I’d grown up in kitchens that doubled as war rooms. Surrounded by women who wore protest pins like pearls and knew how to swing a frying pan and a ballot box in the same breath. Sunday dinners were strategy sessions. Our family heirlooms were court transcripts, laminatedprotest photos, and a scar on my aunt’s cheek from a cop’s baton at the WTO riots in 1999.
So yes—I was proud.
I came from fire. From women who didn’t ask for permission. Who built their identities on resistance, and passed that legacy down to me not just in words, but in the bones of who I was.
And three nights ago, I wrote that letter.

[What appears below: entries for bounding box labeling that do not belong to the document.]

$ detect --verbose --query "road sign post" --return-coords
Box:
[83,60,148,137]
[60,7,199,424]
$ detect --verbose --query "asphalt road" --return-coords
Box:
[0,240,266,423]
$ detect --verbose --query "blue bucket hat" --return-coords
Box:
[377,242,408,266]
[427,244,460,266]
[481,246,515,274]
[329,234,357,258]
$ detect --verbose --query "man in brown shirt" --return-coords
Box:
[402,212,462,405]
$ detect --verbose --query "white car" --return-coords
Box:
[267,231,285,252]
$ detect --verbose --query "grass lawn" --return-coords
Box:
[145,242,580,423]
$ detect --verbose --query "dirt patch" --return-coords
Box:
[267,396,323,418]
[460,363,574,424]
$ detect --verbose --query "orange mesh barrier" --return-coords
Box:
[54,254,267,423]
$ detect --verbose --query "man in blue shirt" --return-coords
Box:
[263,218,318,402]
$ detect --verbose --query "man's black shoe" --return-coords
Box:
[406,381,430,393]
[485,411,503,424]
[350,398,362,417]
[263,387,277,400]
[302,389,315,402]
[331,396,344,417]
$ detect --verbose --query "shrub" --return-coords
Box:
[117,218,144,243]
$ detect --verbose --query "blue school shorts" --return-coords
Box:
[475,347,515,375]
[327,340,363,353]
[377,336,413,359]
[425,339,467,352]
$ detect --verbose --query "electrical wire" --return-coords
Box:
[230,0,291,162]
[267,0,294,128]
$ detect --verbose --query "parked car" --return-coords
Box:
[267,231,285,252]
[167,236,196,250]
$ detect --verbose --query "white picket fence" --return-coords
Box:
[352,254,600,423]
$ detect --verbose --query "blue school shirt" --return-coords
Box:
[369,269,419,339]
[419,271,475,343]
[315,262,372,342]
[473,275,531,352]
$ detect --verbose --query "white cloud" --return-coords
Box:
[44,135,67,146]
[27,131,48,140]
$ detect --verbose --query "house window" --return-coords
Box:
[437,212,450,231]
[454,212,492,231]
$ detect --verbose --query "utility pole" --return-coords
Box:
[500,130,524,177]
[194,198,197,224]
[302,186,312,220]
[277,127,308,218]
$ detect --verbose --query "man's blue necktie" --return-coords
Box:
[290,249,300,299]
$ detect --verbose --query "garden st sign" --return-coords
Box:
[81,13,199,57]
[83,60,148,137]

Not to my editor. Not to the network.
To Alpha Mail.
I hadn’t been drunk.
I hadn’t been depressed.
I’d just … had enough.
Enough of the scrawny men with soft hands and softer egos. The podcast bros who wore tote bags with feminist slogans and flinched at the idea of dominance. The dates who were too respectful, too gentle, like they were afraid of breaking me.

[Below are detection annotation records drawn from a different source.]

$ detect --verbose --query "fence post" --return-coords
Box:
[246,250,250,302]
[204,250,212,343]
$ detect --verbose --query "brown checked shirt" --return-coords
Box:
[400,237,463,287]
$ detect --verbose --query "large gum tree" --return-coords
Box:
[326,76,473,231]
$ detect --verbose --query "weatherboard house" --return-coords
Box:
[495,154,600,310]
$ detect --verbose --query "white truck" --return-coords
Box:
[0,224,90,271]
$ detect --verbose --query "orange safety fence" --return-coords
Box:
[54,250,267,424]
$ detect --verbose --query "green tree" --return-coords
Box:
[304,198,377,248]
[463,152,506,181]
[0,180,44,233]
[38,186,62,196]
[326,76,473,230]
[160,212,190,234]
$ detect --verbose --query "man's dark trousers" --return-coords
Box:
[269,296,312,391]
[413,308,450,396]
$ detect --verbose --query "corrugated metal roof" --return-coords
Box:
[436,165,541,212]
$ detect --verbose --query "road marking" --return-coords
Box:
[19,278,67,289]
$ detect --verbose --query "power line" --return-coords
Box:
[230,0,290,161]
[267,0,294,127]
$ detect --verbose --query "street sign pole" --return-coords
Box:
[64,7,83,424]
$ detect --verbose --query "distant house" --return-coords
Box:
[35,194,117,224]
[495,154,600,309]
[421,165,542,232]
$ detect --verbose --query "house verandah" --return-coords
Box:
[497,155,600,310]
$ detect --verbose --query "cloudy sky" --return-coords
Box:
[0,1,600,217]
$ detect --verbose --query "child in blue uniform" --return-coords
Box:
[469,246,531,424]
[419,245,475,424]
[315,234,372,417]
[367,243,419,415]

I didn’t want to be coddled. I didn’t want to be agreed with.
I wanted to be handled.
Just once.
It wasn’t even supposed to be real.
The service was a rumor passed between women like a guilty secret. No website. No app. No profiles to scroll through, no glossy photos of muscles or bios that said “sapiosexual.” Just a whispered email address, shared after two martinis and a glance over the shoulder.
“Type out your darkest fantasy,” my friend Mina Lee had said, cheeks flushed, voice low. “Be specific. One night only. They send someone to your door.”
I’d laughed. Thought it was a joke. Then I’d looked at her—really looked—and seen the shift in her eyes.
She hadn’t been joking.
She’d been remembering.
I’d narrowed my eyes and lowered my voice. “Wait. You actually?—?”
Mina had taken a slow sip of her drink and given me that infuriating half-smile she always wore when she had the upper hand. “I’m not giving you details,” she’d said. “That’s kind of the point. But yeah. I did it.”
“And it’s … what? Safe?” I’d asked. “Sanctioned fantasy fulfillment?”
“Anonymity is sacred,” she’d said without hesitation. “There are rules. You write your request. They pick your guy. No names are shared, no numbers, no follow-up. The only name they ever call you is Lady.”
I’d blinked. “That’s it?”
“That’s it,” she’d said.
“And the guy doesn’t get your real name?”
“Never,” she’d said, firm. “That’s the whole appeal. It’s not about who you are—it’s about what you crave.”